Gastrin is not required for liver regeneration.

BACKGROUND: Although several growth factors are known to be essential for liver regeneration, the role of gastrin remains controversial. METHODS: Liver regeneration was examined in wild-type (WT) and gastrin-deficient (gastrin KO) mice at days 2 and 10 after partial (40%) hepatectomy by measurement of liver weight. Hepatocyte proliferation and circulating gastrin concentrations were measured at the same time points by immunohistochemistry and radioimmunoassay, respectively. RESULTS: There was no significant difference in the rate of liver regeneration between gastrin KO and WT mice. Hepatocyte proliferation in both groups was increased at day 2 but had returned to baseline values by day 10. At day 2, hepatocyte proliferation in the gastrin KO mice was significantly higher than in WT animals, whereas at day 10, proliferation was significantly greater in the WT mice. The circulating gastrin concentration in the WT mice was significantly lower at day 10 than in unoperated WT animals. CONCLUSION: This study suggests that gastrin is not essential for liver regeneration after partial hepatectomy.

Liver regeneration stimulates tumor metastases.

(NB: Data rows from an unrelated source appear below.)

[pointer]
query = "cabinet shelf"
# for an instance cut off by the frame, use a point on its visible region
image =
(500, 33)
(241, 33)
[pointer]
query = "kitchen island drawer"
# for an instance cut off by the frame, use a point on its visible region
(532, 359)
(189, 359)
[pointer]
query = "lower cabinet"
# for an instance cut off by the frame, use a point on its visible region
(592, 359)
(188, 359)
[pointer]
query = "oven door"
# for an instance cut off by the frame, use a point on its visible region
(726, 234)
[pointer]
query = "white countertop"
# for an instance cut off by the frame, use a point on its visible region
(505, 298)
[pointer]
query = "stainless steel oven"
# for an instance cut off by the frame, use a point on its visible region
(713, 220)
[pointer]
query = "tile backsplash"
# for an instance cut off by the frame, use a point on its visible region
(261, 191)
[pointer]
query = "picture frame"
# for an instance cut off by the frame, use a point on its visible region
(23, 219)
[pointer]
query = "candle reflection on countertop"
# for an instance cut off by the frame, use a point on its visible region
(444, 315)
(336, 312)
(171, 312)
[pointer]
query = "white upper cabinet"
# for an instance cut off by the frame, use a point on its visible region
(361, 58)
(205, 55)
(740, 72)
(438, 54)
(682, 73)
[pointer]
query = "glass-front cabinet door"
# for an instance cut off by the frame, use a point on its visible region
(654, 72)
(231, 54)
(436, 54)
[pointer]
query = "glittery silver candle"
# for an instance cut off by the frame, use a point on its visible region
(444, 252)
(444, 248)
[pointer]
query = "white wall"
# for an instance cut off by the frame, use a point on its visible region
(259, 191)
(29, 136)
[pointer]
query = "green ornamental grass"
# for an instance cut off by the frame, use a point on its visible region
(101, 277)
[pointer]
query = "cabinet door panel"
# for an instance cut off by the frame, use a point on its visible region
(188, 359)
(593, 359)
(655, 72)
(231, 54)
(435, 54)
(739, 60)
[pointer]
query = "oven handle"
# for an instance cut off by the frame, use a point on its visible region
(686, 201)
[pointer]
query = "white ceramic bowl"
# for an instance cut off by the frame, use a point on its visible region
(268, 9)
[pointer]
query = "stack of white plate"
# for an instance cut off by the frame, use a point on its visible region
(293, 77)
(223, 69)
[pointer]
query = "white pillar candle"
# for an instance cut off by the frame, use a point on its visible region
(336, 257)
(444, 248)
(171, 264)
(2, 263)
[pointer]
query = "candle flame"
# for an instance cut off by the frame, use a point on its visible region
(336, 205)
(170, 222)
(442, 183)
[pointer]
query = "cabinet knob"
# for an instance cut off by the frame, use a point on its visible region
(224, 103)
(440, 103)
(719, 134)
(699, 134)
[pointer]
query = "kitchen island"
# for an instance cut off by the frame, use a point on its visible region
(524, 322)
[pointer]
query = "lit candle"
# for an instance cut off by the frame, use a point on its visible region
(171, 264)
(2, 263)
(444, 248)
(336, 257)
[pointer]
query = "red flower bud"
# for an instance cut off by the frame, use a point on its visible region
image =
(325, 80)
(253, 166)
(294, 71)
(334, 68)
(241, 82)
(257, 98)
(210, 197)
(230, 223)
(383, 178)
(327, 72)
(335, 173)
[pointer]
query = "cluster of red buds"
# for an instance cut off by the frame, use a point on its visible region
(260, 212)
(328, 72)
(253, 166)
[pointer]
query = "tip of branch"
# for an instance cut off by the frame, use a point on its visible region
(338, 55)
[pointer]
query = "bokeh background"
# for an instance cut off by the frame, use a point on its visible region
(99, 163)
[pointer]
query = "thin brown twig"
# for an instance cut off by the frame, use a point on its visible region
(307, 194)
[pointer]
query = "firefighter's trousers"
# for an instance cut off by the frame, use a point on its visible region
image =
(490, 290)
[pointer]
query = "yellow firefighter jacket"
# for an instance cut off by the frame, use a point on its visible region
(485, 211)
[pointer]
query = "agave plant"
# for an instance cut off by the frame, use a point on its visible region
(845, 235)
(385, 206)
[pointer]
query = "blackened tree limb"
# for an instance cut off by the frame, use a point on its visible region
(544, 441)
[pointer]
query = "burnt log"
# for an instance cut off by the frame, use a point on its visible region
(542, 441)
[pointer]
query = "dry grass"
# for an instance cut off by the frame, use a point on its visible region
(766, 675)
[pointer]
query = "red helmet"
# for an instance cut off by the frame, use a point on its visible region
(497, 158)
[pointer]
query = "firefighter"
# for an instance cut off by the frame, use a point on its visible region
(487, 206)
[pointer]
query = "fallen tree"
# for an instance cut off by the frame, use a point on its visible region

BACKGROUND: Partial hepatectomy for patients with colorectal liver metastases is associated with a tumor recurrence rate approaching 80% post-resection. Different factors and phases associated with regeneration of the liver are implicated in tumor recurrence. This study investigates the effects of the early and late phases of liver regeneration and the impact of the degree of liver resection on stimulating tumor growth and metastasis. MATERIALS AND METHODS: Groups of mice underwent partial hepatectomy (37% or 70%) and were then challenged with colorectal liver carcinoma (CRC) tumors immediately after liver resection (early and late phase effect) or 6 days post liver resection (late phase effect). Tumor growth, degree of proliferation, tumor morphology, and the presence of extrahepatic metastases were investigated 21 days post-tumor induction. RESULTS: The late phase of liver regeneration plays a significant role in tumor stimulation and metastasis. The degree of hepatectomy also appears to be an important factor. The degree of hepatic resection significantly influences tumor growth and the extent of extrahepatic metastases, particularly in the lungs. CONCLUSIONS: Elucidation of the processes involved in the late phase of liver regeneration may assist in the development and timing of adjuvant agents to minimize tumor recurrence during this phase.